Cumartesi günü Hamas’ın İsrail’e taarruz haberiyle uyandık. Yanlış mı duyduk acaba dedik, ama hayır; Filistinli İzzettin el Kassam tugayı, işgalcilerin istila ettikleri topraklarına baskın düzenledi. ‘Aksa Tufanı’ adıyla, hem de onların tabiriyle sebt/şabat gününde hani şu Cumartesi yasağının olduğu günde. Aynı zamanda bayramlarını kutladıkları günlerde.
Bir devlet olarak kurulduğu 1948 yılını baz alsak -ki bu tarihi daha gerilere götürmek mümkün- yetmiş beş yıldır, Filistinlilere yapmadıkları zulüm kalmadı. Bu demek oluyor ki, o tarihte doğan birisi ömrünün sonuna yaklaşmış, bir ömür küffarın esareti altında yaşıyor. O meşhur haritayı bilirsiniz, ilk kurulduğu gün bir avuç toprak parçasıyken şimdilerde hemen hemen tümüyle işgal etti o beldeyi. Silah zoruyla, tutuklamayla, tehditle, tacizle, katlederek, yakıp yıkarak çöktü müslümanların topraklarına, mabedlerine.. Her Ramazanda, bayramlarda, sevinç günlerinde zehir etti hayatlarını, kan kusturdu. Şimdi düşün işgalci! Kendi bayram günlerinde üstelik Cumartesi gününde korkuyu yaşamak nasılmış?

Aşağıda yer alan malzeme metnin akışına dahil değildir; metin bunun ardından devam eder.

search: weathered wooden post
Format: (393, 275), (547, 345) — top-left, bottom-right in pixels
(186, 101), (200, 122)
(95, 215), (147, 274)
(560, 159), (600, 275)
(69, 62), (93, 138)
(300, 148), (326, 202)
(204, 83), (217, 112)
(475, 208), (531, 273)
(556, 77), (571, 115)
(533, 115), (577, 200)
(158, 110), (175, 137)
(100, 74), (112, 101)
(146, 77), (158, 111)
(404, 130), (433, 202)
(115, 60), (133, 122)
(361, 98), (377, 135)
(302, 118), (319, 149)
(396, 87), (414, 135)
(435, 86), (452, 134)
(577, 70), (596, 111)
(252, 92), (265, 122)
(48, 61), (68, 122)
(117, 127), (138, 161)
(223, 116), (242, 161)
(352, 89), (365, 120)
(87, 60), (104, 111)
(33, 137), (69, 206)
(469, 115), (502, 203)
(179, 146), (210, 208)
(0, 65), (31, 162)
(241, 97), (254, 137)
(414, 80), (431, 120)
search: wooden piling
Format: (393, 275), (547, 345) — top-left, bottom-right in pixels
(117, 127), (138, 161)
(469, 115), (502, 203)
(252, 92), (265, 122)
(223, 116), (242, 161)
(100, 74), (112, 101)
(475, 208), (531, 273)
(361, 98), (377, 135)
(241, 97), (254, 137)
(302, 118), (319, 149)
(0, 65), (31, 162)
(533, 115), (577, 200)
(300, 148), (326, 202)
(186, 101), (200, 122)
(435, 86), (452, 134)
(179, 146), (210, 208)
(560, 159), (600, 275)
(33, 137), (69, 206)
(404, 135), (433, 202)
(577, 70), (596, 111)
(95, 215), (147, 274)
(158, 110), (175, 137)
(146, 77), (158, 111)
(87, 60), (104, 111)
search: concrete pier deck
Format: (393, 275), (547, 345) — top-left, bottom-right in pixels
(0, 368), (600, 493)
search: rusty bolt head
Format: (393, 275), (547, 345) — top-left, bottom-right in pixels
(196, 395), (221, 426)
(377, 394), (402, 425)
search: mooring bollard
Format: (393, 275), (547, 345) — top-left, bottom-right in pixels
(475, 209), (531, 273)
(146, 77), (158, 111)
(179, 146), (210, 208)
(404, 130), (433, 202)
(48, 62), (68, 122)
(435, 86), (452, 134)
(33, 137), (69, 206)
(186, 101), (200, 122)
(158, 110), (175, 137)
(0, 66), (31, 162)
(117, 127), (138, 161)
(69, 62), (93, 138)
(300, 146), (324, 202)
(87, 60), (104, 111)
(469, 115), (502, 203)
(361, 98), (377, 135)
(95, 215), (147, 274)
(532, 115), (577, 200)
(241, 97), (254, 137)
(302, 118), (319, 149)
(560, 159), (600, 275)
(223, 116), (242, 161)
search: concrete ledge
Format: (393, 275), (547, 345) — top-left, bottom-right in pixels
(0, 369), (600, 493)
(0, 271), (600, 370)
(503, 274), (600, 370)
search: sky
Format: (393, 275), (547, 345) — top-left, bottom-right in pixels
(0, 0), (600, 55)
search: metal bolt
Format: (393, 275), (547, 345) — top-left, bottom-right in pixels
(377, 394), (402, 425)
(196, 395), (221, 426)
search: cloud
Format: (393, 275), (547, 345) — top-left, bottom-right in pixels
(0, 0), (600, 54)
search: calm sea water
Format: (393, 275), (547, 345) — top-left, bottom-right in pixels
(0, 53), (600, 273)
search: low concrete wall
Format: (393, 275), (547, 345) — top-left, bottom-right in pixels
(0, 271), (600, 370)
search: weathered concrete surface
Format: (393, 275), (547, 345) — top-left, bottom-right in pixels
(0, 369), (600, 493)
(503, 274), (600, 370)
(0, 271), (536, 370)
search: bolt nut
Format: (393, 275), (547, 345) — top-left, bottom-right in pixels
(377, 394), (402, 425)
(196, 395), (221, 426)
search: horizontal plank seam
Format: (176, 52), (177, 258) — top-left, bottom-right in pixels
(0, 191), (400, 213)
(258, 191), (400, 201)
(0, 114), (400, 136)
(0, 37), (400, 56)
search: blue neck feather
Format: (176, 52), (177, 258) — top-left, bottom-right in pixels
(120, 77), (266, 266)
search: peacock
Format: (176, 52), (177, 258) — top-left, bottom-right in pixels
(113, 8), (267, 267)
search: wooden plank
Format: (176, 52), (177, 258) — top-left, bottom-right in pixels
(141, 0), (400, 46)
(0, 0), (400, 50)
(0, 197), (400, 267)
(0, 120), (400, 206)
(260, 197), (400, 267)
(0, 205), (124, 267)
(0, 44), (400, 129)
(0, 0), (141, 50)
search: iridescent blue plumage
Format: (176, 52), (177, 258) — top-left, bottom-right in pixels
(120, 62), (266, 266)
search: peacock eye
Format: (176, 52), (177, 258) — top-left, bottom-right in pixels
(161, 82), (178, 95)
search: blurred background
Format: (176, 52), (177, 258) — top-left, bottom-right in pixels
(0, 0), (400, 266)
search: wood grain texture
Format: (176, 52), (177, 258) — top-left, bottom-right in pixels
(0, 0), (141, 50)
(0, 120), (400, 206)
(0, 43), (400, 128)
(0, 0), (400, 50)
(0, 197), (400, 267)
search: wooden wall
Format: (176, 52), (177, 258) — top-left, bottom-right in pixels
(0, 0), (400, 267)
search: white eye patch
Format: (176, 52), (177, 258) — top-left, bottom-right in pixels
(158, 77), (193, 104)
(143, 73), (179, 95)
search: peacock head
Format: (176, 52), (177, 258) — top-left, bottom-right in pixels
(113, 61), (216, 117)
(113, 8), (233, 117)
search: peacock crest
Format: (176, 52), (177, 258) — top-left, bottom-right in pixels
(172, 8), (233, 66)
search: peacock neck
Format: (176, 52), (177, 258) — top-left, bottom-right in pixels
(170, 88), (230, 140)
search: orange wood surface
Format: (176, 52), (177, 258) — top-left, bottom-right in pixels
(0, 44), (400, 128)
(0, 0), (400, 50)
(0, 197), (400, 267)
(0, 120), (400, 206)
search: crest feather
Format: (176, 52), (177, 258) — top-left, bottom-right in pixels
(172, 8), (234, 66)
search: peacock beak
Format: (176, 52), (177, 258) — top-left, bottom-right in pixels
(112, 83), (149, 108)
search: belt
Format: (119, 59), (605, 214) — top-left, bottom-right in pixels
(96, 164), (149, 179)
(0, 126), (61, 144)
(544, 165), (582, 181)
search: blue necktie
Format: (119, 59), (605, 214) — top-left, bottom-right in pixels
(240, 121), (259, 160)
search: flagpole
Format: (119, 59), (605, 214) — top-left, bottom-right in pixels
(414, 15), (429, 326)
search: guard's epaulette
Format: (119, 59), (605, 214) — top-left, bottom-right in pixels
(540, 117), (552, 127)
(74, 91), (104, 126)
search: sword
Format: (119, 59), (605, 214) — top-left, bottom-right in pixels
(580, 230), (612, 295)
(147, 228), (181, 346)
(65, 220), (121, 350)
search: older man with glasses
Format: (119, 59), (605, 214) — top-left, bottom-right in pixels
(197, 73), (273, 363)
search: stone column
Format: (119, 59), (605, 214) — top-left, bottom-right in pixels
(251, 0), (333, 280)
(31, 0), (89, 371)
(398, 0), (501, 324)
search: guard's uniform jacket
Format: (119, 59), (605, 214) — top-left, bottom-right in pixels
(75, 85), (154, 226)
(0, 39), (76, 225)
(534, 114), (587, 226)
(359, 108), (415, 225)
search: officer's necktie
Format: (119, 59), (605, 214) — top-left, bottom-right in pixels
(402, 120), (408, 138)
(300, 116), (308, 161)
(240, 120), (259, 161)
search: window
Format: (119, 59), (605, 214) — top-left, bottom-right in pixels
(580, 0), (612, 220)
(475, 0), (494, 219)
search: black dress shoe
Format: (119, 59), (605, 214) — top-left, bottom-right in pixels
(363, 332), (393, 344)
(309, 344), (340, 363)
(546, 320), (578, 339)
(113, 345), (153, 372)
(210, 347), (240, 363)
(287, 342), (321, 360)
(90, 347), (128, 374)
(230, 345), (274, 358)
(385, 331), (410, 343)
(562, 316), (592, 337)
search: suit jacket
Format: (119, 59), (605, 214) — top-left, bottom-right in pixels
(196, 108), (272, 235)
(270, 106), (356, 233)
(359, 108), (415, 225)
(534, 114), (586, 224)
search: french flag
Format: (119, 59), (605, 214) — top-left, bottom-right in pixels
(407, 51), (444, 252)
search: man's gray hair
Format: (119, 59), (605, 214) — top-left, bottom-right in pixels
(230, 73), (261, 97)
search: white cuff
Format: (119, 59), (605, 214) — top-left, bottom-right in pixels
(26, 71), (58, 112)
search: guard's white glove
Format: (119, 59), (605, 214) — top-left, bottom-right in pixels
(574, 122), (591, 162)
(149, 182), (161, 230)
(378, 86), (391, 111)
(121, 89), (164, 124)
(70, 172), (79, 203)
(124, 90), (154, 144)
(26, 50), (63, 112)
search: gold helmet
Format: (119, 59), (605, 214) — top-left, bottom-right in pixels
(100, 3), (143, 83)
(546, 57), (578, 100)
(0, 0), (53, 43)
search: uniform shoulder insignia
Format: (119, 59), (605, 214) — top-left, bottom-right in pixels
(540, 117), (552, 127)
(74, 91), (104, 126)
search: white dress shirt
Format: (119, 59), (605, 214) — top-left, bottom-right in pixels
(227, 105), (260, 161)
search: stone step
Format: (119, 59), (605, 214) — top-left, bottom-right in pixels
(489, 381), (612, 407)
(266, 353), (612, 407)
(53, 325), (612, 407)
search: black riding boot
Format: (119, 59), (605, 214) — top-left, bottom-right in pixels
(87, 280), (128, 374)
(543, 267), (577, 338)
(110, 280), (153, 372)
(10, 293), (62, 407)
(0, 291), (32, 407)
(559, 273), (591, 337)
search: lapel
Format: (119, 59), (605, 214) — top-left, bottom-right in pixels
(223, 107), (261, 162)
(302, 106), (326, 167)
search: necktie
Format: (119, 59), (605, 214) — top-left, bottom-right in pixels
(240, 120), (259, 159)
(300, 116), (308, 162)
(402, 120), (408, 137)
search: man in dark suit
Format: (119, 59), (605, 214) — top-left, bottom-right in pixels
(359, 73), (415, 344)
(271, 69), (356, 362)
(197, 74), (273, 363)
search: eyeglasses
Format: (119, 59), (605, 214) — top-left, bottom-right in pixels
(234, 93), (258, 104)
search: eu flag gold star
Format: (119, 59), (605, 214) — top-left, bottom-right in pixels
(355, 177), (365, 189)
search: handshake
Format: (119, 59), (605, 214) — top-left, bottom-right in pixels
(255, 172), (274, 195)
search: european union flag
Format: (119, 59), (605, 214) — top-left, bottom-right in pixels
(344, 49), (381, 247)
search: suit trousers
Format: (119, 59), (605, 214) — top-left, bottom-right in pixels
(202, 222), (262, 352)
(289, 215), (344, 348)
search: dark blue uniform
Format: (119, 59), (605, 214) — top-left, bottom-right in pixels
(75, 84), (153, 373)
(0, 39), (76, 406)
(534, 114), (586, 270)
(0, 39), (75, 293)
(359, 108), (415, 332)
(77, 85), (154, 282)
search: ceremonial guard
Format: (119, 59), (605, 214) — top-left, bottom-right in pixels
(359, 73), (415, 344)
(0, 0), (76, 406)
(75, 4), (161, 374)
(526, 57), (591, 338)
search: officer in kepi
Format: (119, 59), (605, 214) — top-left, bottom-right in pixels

Şimdi kimse çıkıpta şunları söylemesin, Hamas da bayram günü saldırmasaydı, kutsal günlerinde yapmasalardı demeye kalkışmasın. İnsan hakları, hak, hukuk gibi zırvalara sığınmasın. O mazlum halk yıllardır ezilirken, bu kadar sene neredeydiniz? Mesele buraları çoktan geçmiş durumda. Bilerek olmasa da sivillerin bile ölmesinin müsebbibi İsrail’dir. Elleriyle yaptıkları zulümler şimdilerde kendilerini buluyor.
Hani Kur’an’ı Kerim’de haber verildiği üzere, azgınlıkları ve tuğyan etmelerinden dolayı Rableri Allah Yahudilere, Cumartesi ticaret ve her türlü geçim ve azık teminini yasaklamıştı. Onlar bu sınırı da ihlal etmişler ve lanetlenmişlerdi. Kendi şiarlarına ihtiram göstermeyen kavimden başkası için hürmet beklenir mi?
Tüm bunlar oluyorken müslüman ülkelerin sessizliği, pısırıklığı ve acizliğini tekrar konuşmak neyi değiştirir? Özellikle İsrail ve tüm kafirlerle yaptıkları anlaşmalar ve işbirlikleri yüzünden sesleri çıkmıyor. Muhkem saraylarında, yıkılmaz sandıkları saltanatlarında eğlenip dursunlar bakalım. Bu ateş onlara da sıçrayınca feryat etmeleri bir şey değiştirmeyecek.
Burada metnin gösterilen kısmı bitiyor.